Nein, die Schwatzgelben sind nicht irgendwie „schuld“, aber ihnen geht der Sport am Arsch vorbei, der von ihnen verlangt, ihre Leitung zu bringen, auch wenn’s um nichts geht, wenn ihr Verhalten aber Einfluss auf Saisonentscheidungen hat. Dass die Kicker dieser AG das nicht so sehen, haben sie nicht nur bei der für die Fortuna abstiegsentscheidenden Niederlage gegen Hoffenheim 2013 bewiesen, sondern in den Vorjahren schon einmal gegen Mainz. Möge sich der BVB zusammen mit den Bayern und gern auch den Leipzigern in eine Superduper-Europaliga verpissen und uns den Fußball nicht weiter zerstören.
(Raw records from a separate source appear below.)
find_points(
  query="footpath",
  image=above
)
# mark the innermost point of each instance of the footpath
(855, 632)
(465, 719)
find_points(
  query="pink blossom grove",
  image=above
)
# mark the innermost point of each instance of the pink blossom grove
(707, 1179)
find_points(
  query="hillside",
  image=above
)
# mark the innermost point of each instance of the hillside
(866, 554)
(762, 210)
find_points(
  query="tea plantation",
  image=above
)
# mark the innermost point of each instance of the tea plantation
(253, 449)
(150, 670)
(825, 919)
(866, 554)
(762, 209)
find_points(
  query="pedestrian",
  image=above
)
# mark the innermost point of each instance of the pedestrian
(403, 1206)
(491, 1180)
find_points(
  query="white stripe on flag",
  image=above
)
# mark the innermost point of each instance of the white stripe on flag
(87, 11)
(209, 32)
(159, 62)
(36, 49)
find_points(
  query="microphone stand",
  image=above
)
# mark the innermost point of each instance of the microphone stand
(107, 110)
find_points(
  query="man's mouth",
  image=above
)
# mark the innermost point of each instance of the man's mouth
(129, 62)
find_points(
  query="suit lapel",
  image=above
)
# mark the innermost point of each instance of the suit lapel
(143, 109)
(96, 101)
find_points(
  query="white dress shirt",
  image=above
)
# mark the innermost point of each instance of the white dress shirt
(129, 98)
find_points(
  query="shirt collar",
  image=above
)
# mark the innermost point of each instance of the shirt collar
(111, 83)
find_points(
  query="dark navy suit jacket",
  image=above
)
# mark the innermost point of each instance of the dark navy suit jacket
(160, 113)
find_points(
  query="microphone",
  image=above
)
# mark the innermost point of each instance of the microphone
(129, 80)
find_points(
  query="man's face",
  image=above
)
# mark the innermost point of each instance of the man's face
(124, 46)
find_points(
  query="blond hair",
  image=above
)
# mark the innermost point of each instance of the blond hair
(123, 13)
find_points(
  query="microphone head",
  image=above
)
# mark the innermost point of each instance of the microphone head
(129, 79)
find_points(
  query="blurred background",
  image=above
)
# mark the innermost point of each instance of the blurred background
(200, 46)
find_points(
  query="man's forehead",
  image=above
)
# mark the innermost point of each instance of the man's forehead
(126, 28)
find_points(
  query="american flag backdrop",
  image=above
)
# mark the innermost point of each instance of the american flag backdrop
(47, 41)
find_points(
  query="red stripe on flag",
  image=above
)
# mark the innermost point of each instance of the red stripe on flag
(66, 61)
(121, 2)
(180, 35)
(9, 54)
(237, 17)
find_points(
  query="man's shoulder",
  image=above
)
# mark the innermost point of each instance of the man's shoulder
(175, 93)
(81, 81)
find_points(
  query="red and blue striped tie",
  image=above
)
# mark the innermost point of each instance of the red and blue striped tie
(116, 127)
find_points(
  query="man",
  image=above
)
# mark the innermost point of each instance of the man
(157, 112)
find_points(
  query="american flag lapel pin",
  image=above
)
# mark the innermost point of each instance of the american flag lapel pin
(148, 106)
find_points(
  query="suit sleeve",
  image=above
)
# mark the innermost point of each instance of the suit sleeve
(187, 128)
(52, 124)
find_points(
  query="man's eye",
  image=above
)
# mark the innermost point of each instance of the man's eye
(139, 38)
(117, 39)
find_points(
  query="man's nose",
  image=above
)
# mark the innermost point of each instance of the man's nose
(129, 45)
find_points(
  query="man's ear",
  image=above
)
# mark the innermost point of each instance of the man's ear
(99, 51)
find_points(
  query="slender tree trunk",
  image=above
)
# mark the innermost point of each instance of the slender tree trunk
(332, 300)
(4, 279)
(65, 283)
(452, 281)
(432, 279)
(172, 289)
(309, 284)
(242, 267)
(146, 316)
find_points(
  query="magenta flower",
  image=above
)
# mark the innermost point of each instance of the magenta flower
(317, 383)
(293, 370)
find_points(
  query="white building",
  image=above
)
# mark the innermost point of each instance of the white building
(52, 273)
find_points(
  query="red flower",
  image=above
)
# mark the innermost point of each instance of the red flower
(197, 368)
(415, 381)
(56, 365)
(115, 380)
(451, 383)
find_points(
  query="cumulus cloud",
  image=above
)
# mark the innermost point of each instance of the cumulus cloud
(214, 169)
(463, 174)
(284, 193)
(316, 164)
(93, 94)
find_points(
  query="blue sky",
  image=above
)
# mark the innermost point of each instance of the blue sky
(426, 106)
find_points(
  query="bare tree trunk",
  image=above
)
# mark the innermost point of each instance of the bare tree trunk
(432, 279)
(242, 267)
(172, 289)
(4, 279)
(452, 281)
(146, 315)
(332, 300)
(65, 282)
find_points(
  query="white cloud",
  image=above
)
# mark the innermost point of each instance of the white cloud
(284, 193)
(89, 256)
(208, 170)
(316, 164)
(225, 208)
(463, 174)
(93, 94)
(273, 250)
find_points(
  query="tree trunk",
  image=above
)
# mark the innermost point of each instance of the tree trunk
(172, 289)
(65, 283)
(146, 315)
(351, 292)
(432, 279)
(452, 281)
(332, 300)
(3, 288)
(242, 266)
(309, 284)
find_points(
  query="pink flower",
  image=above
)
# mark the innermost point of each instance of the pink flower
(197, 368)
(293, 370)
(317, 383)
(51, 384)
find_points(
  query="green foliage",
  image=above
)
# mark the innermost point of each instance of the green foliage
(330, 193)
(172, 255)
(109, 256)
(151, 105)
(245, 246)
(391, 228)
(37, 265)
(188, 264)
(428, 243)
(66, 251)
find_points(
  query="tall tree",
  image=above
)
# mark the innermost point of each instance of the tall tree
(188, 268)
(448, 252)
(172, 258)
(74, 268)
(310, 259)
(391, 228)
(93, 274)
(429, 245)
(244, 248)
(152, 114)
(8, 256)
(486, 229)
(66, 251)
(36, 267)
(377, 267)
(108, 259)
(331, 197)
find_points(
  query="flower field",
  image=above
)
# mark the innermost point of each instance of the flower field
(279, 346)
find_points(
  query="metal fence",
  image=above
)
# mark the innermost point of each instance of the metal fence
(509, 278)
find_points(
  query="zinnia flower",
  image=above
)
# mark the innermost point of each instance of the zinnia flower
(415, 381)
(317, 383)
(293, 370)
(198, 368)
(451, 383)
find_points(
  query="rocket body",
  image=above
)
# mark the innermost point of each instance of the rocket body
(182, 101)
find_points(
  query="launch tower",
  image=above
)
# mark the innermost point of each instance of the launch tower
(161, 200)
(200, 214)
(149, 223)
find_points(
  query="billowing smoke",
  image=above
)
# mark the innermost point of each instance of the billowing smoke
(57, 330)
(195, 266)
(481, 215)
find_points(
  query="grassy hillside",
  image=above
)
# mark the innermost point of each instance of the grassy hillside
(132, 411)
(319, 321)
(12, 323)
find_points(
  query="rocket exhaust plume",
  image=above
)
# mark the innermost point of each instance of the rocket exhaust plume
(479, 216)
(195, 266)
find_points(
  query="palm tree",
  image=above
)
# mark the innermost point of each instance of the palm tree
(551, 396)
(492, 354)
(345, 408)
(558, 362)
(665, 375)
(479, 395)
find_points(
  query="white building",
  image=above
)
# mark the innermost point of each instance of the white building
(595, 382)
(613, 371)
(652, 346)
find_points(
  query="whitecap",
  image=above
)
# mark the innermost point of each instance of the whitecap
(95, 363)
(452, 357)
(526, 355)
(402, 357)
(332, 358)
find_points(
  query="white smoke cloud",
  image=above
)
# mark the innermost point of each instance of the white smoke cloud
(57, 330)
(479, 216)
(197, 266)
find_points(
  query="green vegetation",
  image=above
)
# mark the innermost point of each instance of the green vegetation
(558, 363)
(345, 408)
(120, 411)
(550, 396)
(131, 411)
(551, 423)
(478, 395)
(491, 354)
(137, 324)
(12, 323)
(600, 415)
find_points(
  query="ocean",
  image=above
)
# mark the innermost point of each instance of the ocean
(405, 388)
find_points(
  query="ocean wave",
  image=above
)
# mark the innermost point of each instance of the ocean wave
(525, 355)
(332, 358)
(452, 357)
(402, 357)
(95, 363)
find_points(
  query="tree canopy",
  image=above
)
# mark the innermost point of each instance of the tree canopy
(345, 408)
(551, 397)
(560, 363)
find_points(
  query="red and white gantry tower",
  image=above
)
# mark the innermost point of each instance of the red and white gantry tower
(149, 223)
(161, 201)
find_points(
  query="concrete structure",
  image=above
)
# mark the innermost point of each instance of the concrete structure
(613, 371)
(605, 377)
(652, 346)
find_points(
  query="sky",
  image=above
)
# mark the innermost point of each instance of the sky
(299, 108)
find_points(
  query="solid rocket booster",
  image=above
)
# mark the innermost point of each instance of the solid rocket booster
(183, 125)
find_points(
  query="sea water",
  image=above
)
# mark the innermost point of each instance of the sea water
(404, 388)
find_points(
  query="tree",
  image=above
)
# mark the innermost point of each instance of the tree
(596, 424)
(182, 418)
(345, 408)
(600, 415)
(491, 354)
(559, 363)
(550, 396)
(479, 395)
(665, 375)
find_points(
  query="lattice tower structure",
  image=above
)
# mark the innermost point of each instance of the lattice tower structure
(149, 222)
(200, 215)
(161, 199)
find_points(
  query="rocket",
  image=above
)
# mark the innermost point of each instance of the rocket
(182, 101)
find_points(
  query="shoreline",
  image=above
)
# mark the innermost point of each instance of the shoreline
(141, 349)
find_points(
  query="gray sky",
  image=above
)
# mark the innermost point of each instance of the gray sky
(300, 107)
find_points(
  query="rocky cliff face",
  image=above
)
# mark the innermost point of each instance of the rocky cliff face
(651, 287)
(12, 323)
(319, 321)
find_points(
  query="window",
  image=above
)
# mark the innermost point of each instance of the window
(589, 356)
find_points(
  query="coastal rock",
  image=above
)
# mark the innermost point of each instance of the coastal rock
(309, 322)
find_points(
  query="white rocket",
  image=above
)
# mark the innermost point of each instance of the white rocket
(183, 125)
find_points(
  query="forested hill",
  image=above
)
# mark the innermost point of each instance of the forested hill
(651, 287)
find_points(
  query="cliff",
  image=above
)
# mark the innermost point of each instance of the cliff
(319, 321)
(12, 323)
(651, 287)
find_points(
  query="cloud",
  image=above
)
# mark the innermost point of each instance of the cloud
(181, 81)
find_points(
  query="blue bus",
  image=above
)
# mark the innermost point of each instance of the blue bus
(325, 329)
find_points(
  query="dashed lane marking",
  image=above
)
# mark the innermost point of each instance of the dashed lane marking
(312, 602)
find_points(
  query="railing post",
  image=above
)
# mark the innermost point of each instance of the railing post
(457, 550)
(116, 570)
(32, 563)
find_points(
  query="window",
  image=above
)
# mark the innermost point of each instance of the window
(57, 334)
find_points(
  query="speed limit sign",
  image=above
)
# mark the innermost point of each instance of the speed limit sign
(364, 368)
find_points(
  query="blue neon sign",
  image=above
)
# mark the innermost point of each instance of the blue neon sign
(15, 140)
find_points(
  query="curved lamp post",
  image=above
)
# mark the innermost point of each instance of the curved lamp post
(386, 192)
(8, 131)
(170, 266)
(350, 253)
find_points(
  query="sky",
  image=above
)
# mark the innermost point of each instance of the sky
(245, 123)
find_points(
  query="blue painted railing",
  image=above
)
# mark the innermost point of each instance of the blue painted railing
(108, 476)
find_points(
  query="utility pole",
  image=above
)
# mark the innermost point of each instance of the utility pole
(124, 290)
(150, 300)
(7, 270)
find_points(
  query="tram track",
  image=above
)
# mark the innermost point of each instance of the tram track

Über die letzten beiden Partien der Saison gibt es wenig zu schreiben. Ziel ist nach wie vor der Klassenerhalt, gern durch ein Ende auf Platz 15. Letzteres wäre überhaupt nur durch zwei hohe Siege zu erreichen, also unrealistisch. Es riecht also nach Relegation. Konkurrent um Platz 16 ist nur noch Werder. Leider wird also die Begegnung der Bremer mit den Mainzer da eine große Rolle spielen. Da trifft es die olle Binse ausnahmsweise mal am besten: Wir müssen nur auf uns schauen.

4 Kommentare

  1. Peter Schleder am

    Perfekt getroffen. Besser kann man es nicht analysieren. Ich hätte nur noch den Trainer des Spiels benannt. Vor allen Dingen bei der PK nach dem Spiel, hat er interessante Sprüche abgeliefert. Erinnert mich an den ehemaligen Fohlendresseur Hans Meyer. Hoffentlich haben jetzt auch die letzten Zweifler erkannt, daß das genau der richtige Trainer für unsere launische Diva ist. Egal in welcher Liga

  2. Immer wieder Dortmund:
    2013: Weidenfeller verschuldet mit einer vollkommen sinnlosen Aktion den Elfer für Hoffenheim. Hoffenheim gerettet, Fortuna abgestiegen.
    31. Spieltag: 1:0 Dortmund in der 95. Minute
    32. Spieltag: Dortmund verliert gegen Mainz, verursacht durch Lustlosigkeit. Unsportlicher geht’s kaum

  3. Habe ich nach dem BVB über die viel zu späten Auswechslungen geschimpft, so muss ich fairerweise nach dem Leipzig Spiel sagen ‚Alles richtig gemacht‘. Dass kurz vor dem Dreifachwechsel das 2:0 fiel war halt Pech.

  4. So unrealistisch ist Platz 15 nicht. Mainz ist nur 5 Punkte weg und somit noch einholbar. Es reichen also auch zwei knappe Siege. Alles andere unterschreibe ich natürlich.